Wednesday, September 16, 2009

Portland RMLS Market Action Report – August 2009

The Regional Multiple Listing Service released the Market Action Report last week and the median sale price for August 2009 was $249,900; this is a 10.8% decrease from the median sale price for August 2008.

The Portland residential real estate market peaked in August 2007 with a median sale price of $302,000. Prices have now fallen 17.3% from that peak.

Months of supply (total inventory/monthly sales) sits at 7.8 months compared to the 9.9 months of supply for the same month last year. A balanced market has about 7 months of supply.

The first graph compares the median and average sale price with the months of supply. Click on any graph for a sharper image.

The second graph shows the total supply of homes available for sale. This is simply a calculation of the months closed sales multiplied by the months of supply. There are currently 14,360 homes for sale; this is a decrease of 18.1% from the same month the year before.

The third chart shows closed sales by month. There were 1,841 closed sales during the month; an increase of 4.0% from the same month the year before.

The fourth chart shows new listings by month. There were 3,780 new listings during the month; a decrease of 14.1% from the same month the year before.

The final graph shows how affordable the median priced home is for a family of four. History indicates the ratio is usually between 2.5 and 3.0. Prices would have to fall 19.0% from the current median for the ratio to reach 3.0.

I’ve talked with a few buyers and realtors this month and here is what I’ve put together.
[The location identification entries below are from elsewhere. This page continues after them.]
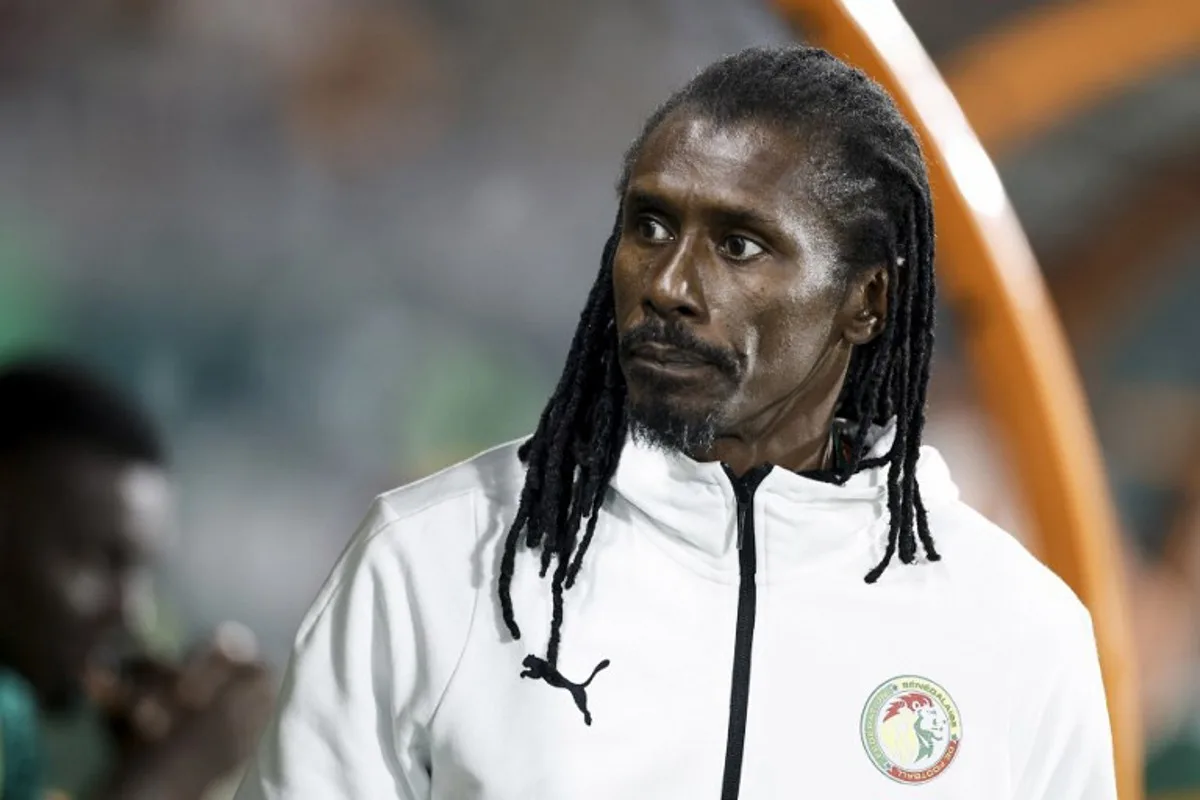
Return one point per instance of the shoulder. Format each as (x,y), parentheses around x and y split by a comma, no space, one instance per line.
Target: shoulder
(425,540)
(448,509)
(493,476)
(991,573)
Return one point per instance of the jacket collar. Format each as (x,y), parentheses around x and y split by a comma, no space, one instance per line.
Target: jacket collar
(801,522)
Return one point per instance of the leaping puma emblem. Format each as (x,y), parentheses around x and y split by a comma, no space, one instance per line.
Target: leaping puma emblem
(539,669)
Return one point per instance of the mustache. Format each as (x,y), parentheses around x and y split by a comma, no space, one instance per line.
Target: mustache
(678,337)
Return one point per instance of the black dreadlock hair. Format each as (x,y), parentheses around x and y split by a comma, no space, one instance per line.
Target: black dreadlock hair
(870,186)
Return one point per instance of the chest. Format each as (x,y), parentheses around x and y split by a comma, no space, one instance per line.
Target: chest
(838,695)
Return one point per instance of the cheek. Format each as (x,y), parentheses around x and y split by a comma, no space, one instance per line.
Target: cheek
(625,283)
(789,334)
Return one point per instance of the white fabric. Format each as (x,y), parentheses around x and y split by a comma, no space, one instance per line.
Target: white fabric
(405,683)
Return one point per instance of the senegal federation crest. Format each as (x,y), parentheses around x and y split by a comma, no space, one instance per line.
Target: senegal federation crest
(911,729)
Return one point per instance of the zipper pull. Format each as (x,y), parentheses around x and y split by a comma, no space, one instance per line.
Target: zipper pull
(742,522)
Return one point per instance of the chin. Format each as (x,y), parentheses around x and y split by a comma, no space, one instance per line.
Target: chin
(666,426)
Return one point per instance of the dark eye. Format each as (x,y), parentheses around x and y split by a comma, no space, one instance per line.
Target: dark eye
(651,229)
(739,248)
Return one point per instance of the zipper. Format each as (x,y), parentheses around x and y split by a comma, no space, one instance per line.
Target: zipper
(743,643)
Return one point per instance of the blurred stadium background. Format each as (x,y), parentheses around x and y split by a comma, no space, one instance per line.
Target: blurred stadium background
(335,245)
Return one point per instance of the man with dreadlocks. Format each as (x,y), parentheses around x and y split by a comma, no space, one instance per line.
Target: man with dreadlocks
(685,583)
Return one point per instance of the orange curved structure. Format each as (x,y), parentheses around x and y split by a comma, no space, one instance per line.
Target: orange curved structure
(1017,349)
(1053,61)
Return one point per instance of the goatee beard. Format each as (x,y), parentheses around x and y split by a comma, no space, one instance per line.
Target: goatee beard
(655,425)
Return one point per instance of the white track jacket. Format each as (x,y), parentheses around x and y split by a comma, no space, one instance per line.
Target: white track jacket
(720,641)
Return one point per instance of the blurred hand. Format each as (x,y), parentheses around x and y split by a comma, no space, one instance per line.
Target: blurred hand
(180,728)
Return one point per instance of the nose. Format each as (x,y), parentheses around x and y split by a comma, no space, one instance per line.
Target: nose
(676,287)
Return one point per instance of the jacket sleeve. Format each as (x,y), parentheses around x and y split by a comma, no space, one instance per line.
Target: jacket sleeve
(366,674)
(1063,738)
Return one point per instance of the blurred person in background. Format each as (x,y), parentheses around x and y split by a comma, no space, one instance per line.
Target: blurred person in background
(84,507)
(781,588)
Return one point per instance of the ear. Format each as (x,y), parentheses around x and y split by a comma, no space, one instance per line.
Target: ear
(864,311)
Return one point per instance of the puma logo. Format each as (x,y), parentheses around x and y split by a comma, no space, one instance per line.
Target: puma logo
(539,669)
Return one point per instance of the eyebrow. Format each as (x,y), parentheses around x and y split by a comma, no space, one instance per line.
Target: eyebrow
(730,216)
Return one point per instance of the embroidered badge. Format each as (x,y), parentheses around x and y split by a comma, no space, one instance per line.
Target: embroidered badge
(911,729)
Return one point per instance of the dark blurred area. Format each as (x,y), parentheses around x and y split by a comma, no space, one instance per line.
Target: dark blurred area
(333,246)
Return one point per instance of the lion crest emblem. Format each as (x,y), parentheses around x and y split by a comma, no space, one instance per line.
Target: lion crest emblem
(911,729)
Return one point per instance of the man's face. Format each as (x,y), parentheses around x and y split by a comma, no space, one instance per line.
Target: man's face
(76,530)
(730,302)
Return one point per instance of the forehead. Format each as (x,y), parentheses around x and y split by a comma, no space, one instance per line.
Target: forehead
(748,162)
(81,493)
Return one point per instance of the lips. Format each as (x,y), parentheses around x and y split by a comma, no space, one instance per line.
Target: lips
(667,355)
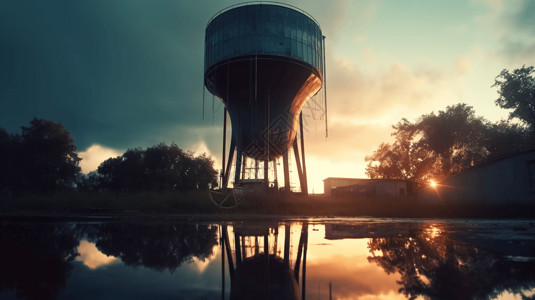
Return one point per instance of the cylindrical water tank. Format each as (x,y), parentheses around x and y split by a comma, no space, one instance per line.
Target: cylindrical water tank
(264,61)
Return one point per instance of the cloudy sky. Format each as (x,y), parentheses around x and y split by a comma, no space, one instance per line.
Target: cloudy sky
(124,74)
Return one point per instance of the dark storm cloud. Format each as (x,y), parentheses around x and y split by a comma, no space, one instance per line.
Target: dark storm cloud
(117,73)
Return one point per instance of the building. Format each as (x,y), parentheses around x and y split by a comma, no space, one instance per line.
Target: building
(507,180)
(384,188)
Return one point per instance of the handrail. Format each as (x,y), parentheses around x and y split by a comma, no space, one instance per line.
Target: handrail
(276,3)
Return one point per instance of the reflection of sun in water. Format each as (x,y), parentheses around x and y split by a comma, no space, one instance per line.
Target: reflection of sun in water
(433,231)
(201,265)
(92,257)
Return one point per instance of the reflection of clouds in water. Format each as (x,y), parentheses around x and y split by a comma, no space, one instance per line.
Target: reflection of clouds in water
(344,263)
(92,257)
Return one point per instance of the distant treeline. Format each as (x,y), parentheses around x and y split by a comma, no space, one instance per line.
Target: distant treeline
(43,159)
(436,146)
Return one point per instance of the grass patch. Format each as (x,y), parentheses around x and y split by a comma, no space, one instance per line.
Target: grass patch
(198,202)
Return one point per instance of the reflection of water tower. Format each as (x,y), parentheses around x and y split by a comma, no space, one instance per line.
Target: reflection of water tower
(261,268)
(264,61)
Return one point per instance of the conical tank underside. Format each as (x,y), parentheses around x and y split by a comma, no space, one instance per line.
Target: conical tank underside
(264,62)
(264,96)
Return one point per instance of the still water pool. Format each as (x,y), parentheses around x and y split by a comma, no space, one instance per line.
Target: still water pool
(331,258)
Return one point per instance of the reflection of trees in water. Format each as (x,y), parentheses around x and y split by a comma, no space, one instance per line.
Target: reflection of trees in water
(159,246)
(443,268)
(35,261)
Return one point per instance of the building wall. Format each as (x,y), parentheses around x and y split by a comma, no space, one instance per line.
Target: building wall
(509,180)
(331,183)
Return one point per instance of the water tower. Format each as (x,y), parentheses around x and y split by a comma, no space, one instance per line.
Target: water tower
(263,61)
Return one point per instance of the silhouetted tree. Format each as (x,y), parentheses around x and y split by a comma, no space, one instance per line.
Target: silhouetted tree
(42,159)
(436,145)
(158,168)
(89,182)
(517,92)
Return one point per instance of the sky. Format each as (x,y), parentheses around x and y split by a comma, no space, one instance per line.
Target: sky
(126,74)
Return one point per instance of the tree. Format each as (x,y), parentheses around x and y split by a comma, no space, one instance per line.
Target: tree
(435,146)
(516,91)
(158,168)
(42,159)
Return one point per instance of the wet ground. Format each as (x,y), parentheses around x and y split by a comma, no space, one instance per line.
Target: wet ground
(266,258)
The main driver on the buy-side are people trying to take advantage of the $8,000 tax credit for buying a home. You only get the tax credit if you close by December 1st which means you really need to be making an offer by November 1st at the latest. Most short sales, third-party approval, and bank owned real estate don’t meet this accelerated timeline because of the long approval time.

Basically this means the pool of inventory available to the homebuyers is fairly small when compared to the RMLS number above which leads to some bidding wars. The good news out of this is that sellers who aren’t underwater have some buyers.

I don’t see the positive news continuing when the subsidy ends but the NAR is trying to extend the tax credit.

From the New York Times:
The real estate industry, including the powerful 1.1 million-member National Association of Realtors, wants Congress to extend the credit at least through next summer. The group hopes to expand the program to $15,000 and to allow all buyers, not just those who have been out of the market for at least three years, to qualify. The price tag on that plan: $50 billion to $100 billion.
Don’t get upset over the price tag because we’re not paying for this…our kids will.